Helping Minnesota businesses improve energy efficiency and cash flow


We step in with financing for improvements that save energy

Most Minnesota business owners don’t place energy-efficiency improvements high on their “to-do” list—something that changes quickly when they realize its impact on their cash flow.

By reducing energy costs, businesses can:

  • Free up needed cash
  • Protect against future energy price increases
  • Improve the value of their property
  • Support a stronger environment

It can be hard to finance these often expensive changes. Our CRF Green Loan for Businesses helps Minnesota business owners burdened with high energy costs but lacking the cash for large-scale environmental improvements. The loan is structured so that payments equate the energy savings.

Why the CRF Green Loan for Businesses is different

Some energy loan programs focus on singular projects like an equipment replacement or a lighting retrofit.
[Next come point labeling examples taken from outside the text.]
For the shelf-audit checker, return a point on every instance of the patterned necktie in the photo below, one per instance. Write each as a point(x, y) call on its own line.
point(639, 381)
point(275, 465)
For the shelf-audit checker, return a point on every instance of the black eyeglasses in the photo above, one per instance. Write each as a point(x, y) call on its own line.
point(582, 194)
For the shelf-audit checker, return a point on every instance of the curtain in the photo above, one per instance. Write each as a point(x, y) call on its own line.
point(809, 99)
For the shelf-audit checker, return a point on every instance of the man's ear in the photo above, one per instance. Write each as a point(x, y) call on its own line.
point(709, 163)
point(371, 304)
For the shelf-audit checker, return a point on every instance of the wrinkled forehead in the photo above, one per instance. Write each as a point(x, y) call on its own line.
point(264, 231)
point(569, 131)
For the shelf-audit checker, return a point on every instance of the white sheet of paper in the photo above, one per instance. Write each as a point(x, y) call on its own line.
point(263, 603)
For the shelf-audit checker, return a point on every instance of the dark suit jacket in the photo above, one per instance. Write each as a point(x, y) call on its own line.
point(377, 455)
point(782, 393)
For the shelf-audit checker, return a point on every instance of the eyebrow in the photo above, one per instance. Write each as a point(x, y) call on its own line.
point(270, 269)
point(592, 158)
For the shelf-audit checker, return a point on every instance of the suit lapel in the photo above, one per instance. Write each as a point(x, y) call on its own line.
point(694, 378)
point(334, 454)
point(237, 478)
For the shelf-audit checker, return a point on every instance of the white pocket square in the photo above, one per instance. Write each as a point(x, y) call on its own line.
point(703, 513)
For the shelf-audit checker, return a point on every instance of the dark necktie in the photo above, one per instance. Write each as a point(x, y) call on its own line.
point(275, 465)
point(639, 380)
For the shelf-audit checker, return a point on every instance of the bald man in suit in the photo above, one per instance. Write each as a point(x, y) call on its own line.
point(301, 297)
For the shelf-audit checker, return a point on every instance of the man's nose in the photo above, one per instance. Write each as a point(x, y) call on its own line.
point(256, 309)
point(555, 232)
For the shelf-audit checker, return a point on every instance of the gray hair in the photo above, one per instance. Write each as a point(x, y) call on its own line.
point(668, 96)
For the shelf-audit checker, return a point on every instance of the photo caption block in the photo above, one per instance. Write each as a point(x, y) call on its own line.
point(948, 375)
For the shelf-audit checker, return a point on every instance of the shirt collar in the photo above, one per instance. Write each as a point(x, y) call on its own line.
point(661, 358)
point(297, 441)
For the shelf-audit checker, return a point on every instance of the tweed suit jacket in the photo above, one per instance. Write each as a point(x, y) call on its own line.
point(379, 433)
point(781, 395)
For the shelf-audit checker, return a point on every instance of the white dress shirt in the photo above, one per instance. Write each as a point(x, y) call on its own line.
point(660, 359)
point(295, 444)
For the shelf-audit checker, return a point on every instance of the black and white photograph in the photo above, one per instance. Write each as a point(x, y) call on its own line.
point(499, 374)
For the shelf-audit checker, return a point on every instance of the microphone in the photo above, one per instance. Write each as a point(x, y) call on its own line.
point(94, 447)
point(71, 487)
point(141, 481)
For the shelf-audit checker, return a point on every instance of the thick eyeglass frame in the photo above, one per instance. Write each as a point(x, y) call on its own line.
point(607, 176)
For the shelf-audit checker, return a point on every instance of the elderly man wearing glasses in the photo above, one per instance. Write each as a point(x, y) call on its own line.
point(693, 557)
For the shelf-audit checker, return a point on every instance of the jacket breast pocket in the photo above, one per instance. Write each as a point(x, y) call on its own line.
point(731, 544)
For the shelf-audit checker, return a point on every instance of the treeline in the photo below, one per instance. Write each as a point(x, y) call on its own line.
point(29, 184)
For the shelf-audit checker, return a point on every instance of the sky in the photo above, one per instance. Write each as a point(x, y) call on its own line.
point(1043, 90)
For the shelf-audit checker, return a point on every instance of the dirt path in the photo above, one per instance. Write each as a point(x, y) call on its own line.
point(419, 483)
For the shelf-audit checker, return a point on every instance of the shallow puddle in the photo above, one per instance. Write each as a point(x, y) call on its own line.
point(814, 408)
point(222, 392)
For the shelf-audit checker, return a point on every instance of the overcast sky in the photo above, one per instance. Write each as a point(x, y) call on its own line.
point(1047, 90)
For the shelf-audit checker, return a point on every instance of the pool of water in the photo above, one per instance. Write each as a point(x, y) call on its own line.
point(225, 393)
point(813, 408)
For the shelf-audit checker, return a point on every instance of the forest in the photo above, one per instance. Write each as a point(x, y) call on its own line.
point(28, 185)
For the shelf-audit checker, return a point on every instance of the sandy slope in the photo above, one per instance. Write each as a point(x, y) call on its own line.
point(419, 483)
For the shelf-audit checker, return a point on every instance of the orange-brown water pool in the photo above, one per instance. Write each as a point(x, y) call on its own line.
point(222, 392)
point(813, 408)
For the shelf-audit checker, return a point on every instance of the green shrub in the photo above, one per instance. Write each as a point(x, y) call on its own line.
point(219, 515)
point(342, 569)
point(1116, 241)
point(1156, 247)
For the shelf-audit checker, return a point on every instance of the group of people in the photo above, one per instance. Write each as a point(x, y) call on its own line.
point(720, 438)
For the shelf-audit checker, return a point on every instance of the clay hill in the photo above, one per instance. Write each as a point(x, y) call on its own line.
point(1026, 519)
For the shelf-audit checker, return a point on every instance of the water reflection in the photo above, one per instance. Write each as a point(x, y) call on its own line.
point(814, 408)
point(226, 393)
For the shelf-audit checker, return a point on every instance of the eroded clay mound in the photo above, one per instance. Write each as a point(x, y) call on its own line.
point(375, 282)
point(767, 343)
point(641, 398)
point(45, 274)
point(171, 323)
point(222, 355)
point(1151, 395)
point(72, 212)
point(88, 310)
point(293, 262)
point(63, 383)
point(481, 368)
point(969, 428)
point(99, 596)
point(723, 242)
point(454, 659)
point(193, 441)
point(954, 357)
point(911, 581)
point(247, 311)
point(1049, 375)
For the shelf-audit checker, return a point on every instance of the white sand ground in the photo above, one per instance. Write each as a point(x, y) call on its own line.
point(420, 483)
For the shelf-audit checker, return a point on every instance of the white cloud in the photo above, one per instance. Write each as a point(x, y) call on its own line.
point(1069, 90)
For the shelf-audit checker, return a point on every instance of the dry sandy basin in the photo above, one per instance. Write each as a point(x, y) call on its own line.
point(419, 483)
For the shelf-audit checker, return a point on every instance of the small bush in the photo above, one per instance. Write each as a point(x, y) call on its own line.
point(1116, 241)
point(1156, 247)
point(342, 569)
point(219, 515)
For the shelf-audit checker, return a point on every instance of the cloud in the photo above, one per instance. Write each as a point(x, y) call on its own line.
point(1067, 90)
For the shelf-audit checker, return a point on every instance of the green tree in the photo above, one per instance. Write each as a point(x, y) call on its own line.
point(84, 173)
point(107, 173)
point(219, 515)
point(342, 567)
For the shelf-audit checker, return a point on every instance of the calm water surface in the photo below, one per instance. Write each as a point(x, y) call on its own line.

The CRF Green Loan for Businesses takes a comprehensive look at overall business energy use with an eye toward lowering energy consumption, reducing ongoing expense, and increasing cash flow. In addition, our program provides expert guidance in energy conservation best practices, so business owners can be sure they’re making the right choice for their organization.

Qualified energy improvements include:

  • Building shell improvements
  • Weather stripping
  • New windows
  • Roofing
  • Heating and cooling equipment
  • Energy-efficient equipment
  • Solar panels

How it works

  • Contact us with a potential project for a Minnesota business borrower.
  • The Minnesota business contracts for a professional energy audit. (Local energy providers can recommend a competent third-party company to conduct the audit, and some will even provide rebates for audits.)
  • The energy audit reveals where the business could invest to improve energy efficiency and what it could expect to save as a result.
  • CRF helps to finance needed improvements that could include windows, roofing, heating and cooling equipment, lighting, and more.

CRF Green Loan for Business at a glance

EquipmentReal Estate
Use Major purchases of business equipment that provide energy conservation or alternative energy improvements Purchase, construction, expansion, or retrofitting of a building occupied by a business
Business location Minnesota Minnesota
Loan size $20,000–$300,000 $20,000–$300,000
Loan terms Up to 7 years Up to 15 years

If you are a lender

Have a small business customer in Minnesota who needs funds but may not be able to secure them through traditional financing? Contact Jennifer Ericson, Regional Director of Business Development, to learn more.

If you are a business owner

Is a CRF Green Loan right for your Minnesota business? Contact Jennifer Ericson, Regional Director of Business Development, to learn more.

Loans are funded by a grant from the Minnesota Department of Commerce and the US Department of Energy as part of the American Recovery and Reinvestment Act of 2009, Pub. L. 111-5, (Recovery Act). Borrower will be responsible for certain state and federal requirements, including Wage Rate Requirements described below and the National Historic Preservation Act.


(a) Section 1606 of the Recovery Act requires that all laborers and mechanics employed by contractors and subcontractors on projects funded directly by or assisted in whole or in part by and through the Federal Government pursuant to the Recovery Act shall be paid wages at rates not less than those prevailing on projects of a character similar in the locality as determined by the Secretary of Labor in accordance with subchapter IV of chapter 31 of title 40, United States Code.

Pursuant to Reorganization Plan No. 14 and the Copeland Act, 40 U.S.C. 3145, the Department of Labor has issued regulations at 29 CFR parts 1, 3, and 5 to implement the Davis-Bacon and related Acts. Regulations in 29 CFR 5.5 instruct agencies concerning application of the standard Davis-Bacon contract clauses set forth in that section. Federal agencies providing grants, cooperative agreements, and loans under the Recovery Act shall ensure that the standard Davis-Bacon contract clauses found in 29 CFR 5.5(a) are incorporated in any resultant covered contracts that are in excess of $2,000 for construction, alteration or repair (including painting and decorating).

(b) For additional guidance on the wage rate requirements of section 1606, contact your awarding agency. Recipients of grants, cooperative agreements and loans should direct their initial inquiries concerning the application of Davis-Bacon requirements to a particular federally assisted project to the Federal agency funding the project. The Secretary of Labor retains final coverage authority under Reorganization Plan Number 14.